Why do you have this?

(He asks before she can answer before he takes a seat. He holds the book in his hand, still closed, and searches Dorothea for answers she eventually shares.

It makes sense when she explains it like that. He's not unfamiliar with the idea that stories have traveled across borders, mixing and melding with the local lore and becoming something else. He knows the story of the peasant and his three wishes to make a princess fall in love with. He'd laughed when he found a translation of old stories in the Derdriu library and read some of the decisions that had been made in them. Spirits changed to the Goddess and her Saints. Magic and wonder becoming divine miracles.

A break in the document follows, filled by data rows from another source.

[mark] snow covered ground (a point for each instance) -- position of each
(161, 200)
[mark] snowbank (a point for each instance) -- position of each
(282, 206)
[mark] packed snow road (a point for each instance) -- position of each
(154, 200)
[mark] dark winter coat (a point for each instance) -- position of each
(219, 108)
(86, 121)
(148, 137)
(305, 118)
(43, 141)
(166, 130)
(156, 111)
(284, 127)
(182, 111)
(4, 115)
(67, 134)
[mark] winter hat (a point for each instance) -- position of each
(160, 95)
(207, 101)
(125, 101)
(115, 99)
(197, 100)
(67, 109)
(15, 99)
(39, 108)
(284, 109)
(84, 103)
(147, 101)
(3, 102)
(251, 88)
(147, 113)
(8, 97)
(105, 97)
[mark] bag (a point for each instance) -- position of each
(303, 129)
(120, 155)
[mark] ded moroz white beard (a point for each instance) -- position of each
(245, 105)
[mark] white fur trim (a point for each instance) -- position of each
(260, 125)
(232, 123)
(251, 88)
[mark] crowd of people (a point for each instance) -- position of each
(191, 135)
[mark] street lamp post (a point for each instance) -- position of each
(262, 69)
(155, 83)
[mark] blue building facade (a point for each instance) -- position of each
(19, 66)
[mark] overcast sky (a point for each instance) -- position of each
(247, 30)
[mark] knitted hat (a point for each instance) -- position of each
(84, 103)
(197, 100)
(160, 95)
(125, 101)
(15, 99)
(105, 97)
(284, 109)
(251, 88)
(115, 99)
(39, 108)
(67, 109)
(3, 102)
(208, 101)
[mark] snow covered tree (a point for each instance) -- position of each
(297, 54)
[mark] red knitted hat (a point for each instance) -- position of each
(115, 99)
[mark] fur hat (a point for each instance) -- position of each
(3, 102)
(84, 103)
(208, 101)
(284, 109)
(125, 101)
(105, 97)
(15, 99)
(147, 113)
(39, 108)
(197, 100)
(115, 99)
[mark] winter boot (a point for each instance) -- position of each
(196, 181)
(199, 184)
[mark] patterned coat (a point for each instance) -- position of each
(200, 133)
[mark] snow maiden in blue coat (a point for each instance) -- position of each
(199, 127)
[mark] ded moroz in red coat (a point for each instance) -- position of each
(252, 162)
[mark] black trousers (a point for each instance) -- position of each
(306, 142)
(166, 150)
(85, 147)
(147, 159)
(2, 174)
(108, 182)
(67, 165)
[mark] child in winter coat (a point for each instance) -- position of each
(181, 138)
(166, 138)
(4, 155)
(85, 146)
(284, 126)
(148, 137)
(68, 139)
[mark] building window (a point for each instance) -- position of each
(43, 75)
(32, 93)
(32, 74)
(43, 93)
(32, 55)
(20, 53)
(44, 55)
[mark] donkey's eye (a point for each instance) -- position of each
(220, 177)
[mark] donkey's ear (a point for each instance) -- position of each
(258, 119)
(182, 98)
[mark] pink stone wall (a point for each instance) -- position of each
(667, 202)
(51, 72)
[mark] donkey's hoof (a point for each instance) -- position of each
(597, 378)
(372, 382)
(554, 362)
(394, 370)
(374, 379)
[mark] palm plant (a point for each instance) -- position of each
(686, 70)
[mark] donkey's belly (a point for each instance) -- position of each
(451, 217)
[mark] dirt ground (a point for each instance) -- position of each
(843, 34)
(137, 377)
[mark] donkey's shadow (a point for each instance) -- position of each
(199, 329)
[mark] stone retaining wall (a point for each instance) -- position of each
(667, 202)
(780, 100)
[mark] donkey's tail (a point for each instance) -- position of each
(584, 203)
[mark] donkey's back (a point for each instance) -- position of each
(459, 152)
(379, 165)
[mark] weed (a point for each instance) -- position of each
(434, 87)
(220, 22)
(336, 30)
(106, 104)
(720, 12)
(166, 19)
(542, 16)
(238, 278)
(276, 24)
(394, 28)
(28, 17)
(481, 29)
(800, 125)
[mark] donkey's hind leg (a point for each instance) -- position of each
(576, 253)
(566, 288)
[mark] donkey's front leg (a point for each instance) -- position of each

He takes the seat, holding the book in his lap, and opens it, turning each page carefully. Eyes look over the pictures and the writing and he can recognize right away that it's a book of poems. He's careful not to let his eyes linger too long on the words but he's able to tell from a glance who the poet is. Of course, it makes sense that if any book was going to make it into Fodlan, it would be one of Almyra's most famous,
)

You must have made his day... (The merchant, that is. There are merchants that come to Fdolan to trade but it's always been understood that unless they had a particular buyer ready, they would always struggle and would never make as much as they would in other nations.

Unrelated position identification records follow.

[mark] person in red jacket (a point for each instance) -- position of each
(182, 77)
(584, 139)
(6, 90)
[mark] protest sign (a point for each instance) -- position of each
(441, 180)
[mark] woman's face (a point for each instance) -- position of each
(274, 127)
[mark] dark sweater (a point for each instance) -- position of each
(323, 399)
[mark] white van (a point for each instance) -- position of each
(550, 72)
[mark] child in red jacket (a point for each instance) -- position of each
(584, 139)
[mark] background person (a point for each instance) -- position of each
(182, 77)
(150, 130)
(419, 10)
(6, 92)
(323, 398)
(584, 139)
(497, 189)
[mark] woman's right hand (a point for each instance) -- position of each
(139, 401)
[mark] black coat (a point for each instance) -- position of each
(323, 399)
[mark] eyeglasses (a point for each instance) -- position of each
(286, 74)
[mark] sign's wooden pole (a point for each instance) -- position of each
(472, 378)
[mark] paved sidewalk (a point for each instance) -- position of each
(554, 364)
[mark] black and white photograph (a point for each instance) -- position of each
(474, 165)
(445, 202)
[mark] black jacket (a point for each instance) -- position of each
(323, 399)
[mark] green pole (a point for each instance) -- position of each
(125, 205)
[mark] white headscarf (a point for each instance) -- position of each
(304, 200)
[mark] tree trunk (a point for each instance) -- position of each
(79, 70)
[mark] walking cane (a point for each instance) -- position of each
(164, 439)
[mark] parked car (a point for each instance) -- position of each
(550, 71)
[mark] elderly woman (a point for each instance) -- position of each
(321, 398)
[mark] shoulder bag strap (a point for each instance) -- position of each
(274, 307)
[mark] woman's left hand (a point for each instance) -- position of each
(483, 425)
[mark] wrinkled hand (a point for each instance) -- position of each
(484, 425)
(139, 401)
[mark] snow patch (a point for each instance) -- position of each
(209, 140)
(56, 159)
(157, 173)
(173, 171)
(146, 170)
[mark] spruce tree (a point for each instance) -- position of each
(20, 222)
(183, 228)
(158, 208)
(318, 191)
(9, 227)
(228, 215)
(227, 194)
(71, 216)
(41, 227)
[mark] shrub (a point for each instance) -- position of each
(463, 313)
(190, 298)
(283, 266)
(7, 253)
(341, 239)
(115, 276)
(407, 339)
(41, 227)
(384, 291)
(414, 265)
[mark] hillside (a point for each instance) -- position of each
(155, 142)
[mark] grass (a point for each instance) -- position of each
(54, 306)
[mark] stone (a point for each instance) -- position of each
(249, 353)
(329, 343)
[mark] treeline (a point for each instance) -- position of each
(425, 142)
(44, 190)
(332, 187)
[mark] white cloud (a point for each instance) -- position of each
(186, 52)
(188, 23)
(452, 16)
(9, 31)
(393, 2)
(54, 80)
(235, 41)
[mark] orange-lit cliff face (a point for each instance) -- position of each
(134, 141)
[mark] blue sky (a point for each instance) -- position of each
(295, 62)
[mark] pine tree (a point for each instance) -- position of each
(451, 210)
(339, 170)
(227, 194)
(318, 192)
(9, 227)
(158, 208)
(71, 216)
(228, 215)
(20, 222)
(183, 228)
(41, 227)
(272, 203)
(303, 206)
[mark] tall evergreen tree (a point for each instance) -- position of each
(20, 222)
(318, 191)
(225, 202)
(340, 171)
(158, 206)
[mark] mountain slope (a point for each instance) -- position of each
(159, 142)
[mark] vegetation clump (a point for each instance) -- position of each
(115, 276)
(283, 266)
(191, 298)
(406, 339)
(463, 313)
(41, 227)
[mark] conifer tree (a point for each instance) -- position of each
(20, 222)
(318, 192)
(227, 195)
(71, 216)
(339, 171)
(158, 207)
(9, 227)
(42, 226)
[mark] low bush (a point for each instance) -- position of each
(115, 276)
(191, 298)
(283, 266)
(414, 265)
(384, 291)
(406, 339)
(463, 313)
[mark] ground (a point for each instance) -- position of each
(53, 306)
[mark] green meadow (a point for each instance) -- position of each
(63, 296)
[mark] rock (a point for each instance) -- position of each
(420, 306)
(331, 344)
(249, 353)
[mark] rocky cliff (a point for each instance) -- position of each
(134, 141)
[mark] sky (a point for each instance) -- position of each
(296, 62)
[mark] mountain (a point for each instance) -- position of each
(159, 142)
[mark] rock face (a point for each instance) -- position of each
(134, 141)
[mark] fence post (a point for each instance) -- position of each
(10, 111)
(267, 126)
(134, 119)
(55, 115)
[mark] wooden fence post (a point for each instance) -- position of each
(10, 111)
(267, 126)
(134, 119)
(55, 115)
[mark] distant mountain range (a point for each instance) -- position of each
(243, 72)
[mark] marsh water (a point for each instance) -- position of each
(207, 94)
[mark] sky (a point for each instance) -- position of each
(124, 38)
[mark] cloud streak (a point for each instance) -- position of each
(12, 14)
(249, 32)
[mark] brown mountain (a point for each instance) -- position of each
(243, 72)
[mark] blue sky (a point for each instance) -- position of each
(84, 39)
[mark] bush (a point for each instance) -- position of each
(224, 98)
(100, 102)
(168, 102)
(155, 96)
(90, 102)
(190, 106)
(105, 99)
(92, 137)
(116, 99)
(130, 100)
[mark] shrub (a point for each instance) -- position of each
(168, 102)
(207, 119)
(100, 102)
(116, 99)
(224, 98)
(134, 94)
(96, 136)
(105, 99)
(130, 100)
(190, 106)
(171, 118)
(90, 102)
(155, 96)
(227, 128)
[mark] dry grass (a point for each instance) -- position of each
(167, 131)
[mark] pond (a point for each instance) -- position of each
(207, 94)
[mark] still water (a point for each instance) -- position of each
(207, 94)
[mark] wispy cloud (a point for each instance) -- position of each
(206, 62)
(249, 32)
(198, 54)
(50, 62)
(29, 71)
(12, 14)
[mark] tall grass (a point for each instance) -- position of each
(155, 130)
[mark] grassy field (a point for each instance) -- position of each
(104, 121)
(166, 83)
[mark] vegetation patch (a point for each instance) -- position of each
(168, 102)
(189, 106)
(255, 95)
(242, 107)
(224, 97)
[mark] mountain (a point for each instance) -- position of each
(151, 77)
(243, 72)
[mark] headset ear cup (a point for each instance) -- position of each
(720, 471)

He stops at one page, a scene depicting some village girls gathered around a well. They draw water and sing with the birds while their flock of sheep gathers around them. It's such a simple, domestic scene; completely different from the paintings he's more likely to see in Fodlan depicting the warriors on mounts looking terrifying.
) Did he tell you what it was?

(He turns the page again, this one showing a man with a bow hiding among the bushes as he watches a doe at spring, the moon shining onto it.

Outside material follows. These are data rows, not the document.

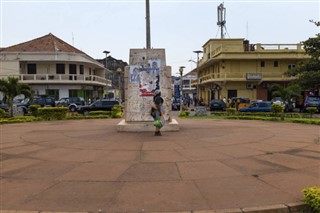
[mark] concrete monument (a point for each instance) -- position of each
(147, 72)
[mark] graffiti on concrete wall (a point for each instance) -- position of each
(147, 76)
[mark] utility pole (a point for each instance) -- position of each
(148, 25)
(198, 79)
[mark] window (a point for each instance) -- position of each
(53, 93)
(73, 93)
(60, 69)
(291, 66)
(81, 70)
(72, 69)
(32, 69)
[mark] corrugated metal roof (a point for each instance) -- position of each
(47, 43)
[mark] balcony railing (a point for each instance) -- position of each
(224, 77)
(61, 78)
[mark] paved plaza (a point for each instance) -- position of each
(87, 166)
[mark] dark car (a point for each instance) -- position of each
(263, 106)
(43, 101)
(104, 105)
(175, 103)
(311, 101)
(4, 106)
(217, 104)
(73, 103)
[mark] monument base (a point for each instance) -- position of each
(145, 126)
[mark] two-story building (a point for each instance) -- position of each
(235, 68)
(53, 67)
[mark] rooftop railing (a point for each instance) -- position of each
(60, 78)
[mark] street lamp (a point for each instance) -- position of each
(181, 93)
(198, 79)
(119, 71)
(106, 75)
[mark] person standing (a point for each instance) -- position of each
(159, 112)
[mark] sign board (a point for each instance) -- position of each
(253, 76)
(200, 110)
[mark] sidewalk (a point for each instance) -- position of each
(212, 165)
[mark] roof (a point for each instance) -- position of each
(47, 43)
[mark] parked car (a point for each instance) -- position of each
(175, 103)
(263, 106)
(43, 101)
(4, 106)
(73, 103)
(105, 105)
(311, 101)
(217, 104)
(287, 107)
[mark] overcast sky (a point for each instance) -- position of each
(179, 26)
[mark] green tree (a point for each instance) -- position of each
(308, 73)
(286, 93)
(10, 88)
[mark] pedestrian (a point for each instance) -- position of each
(157, 112)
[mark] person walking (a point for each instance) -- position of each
(158, 112)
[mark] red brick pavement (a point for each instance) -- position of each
(86, 165)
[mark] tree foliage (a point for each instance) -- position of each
(10, 88)
(285, 93)
(309, 72)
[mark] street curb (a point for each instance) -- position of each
(279, 208)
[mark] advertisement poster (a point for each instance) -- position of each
(134, 74)
(148, 77)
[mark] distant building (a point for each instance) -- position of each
(235, 68)
(115, 73)
(53, 67)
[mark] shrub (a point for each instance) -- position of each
(311, 110)
(312, 197)
(18, 119)
(116, 111)
(34, 109)
(101, 112)
(53, 113)
(231, 111)
(184, 114)
(3, 113)
(277, 108)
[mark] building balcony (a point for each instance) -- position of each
(240, 77)
(93, 80)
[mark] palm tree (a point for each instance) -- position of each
(286, 93)
(10, 88)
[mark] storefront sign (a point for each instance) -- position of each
(254, 76)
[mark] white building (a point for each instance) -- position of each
(53, 67)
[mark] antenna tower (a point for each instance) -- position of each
(222, 19)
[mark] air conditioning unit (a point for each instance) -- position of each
(250, 86)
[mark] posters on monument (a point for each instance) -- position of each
(148, 77)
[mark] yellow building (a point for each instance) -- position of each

His brow furrows as he makes out some faded writing in the margins of the page; a direct translation of the writing. He flips through a few more pages and can spot the same notes here and there. Someone has tried to translate what's in the book; usually the more famous poems. While not accurate, he can still feel their effort and he can't help but be endeared. He wonders who the amateur translator was.
)

... I think we have the same book in Derdriu. (Not a lie. They do. It's one of his own books that he'd brought with him,) The cover is different but I recognize some of the pictures.